It’s Bella, your favorite glamourpuss! Today, I want to discuss pain in cats and dogs, as well as how you can spot the symptoms!
When caring for us furry friends, it’s important to stay PAW-sitive… but there are times where you need to be on high alert for symptoms of pain. Since you don’t have an animal-to-human dictionary (though we absolutely wish you did!), it can be hard to figure out what is going on with us.
Cats and dogs rarely vocalize when in chronic pain, unlike how we might share discomfort when experiencing acute pain.
How To Spot Acute Pain In Cats:
Although we are superior to dogs, us cats still have the unFURtunate experience of sometimes getting hurt. If your feline friend is showing any of the following symptoms, call the vet!
- Reduced activity
- Loss of appetite
- Hissing and growling (vocalization)
- Excessive licking of a specific area of the body (usually involving surgical wounds)
- Guarding behavior
- Cessation of grooming
- Tail flicking and aggression.
Cats in severe pain are usually depressed (you would be too), and we can sometimes get very quiet and immobile.
Symptoms of Acute Pain in Dogs
Acute pain occurs commonly in dogs as a result of trauma, surgery, medical problems, infections or inflammatory disease. Although I think dogs are absolutely claw-ful, I suppose you may want to know how to spot something causing them pain.
Behavioral signs of pain in dogs include:
- Change in posture or body position
- Change in demeanor
- Vocalization (i.e. being very loud and talkative)
- An unusual reaction to touch
- Strange interactions with people (e.g., reduced interaction, aggression)

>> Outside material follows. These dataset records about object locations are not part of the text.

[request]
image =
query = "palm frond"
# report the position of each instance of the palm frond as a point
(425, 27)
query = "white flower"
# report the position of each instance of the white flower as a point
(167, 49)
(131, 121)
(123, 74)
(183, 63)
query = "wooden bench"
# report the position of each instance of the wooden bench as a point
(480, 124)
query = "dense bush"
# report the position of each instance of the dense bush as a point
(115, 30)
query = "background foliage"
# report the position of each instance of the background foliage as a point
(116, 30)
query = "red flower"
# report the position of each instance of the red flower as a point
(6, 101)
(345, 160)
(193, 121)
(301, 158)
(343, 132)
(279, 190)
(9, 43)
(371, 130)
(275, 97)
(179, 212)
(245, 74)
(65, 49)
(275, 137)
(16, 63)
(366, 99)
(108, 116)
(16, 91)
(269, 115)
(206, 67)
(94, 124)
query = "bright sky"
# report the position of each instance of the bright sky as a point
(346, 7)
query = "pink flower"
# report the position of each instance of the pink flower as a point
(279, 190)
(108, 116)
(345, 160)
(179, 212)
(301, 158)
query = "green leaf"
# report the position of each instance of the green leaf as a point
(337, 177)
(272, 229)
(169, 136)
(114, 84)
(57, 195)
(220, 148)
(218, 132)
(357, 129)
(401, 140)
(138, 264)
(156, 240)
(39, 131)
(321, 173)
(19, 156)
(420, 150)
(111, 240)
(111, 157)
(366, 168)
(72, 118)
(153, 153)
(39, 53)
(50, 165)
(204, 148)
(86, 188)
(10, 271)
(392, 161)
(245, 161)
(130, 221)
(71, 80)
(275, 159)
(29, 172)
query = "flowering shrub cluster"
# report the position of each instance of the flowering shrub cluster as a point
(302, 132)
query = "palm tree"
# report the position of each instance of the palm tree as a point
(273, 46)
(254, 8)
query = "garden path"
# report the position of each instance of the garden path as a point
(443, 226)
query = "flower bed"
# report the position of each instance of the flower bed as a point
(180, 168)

- Altered mobility (e.g., lameness, reluctance to move)
- Reduction in appetite
The Chronic Pain Cat–astrophe
Older pets often showcase symptoms of chronic pain, which is often misdiagnosed as normal aging. It’s important to understand the difference between normal aging and the symptoms of disease or arthritis because by the time us furry friends show symptoms, we have probably been feeling discomfort for a while.
Watch your older pet for these signs:
- decreased activity
- lagging behind on walks
- difficulty standing up after rest
- avoidance of stairs
- hesitation to jump up (especially in cats)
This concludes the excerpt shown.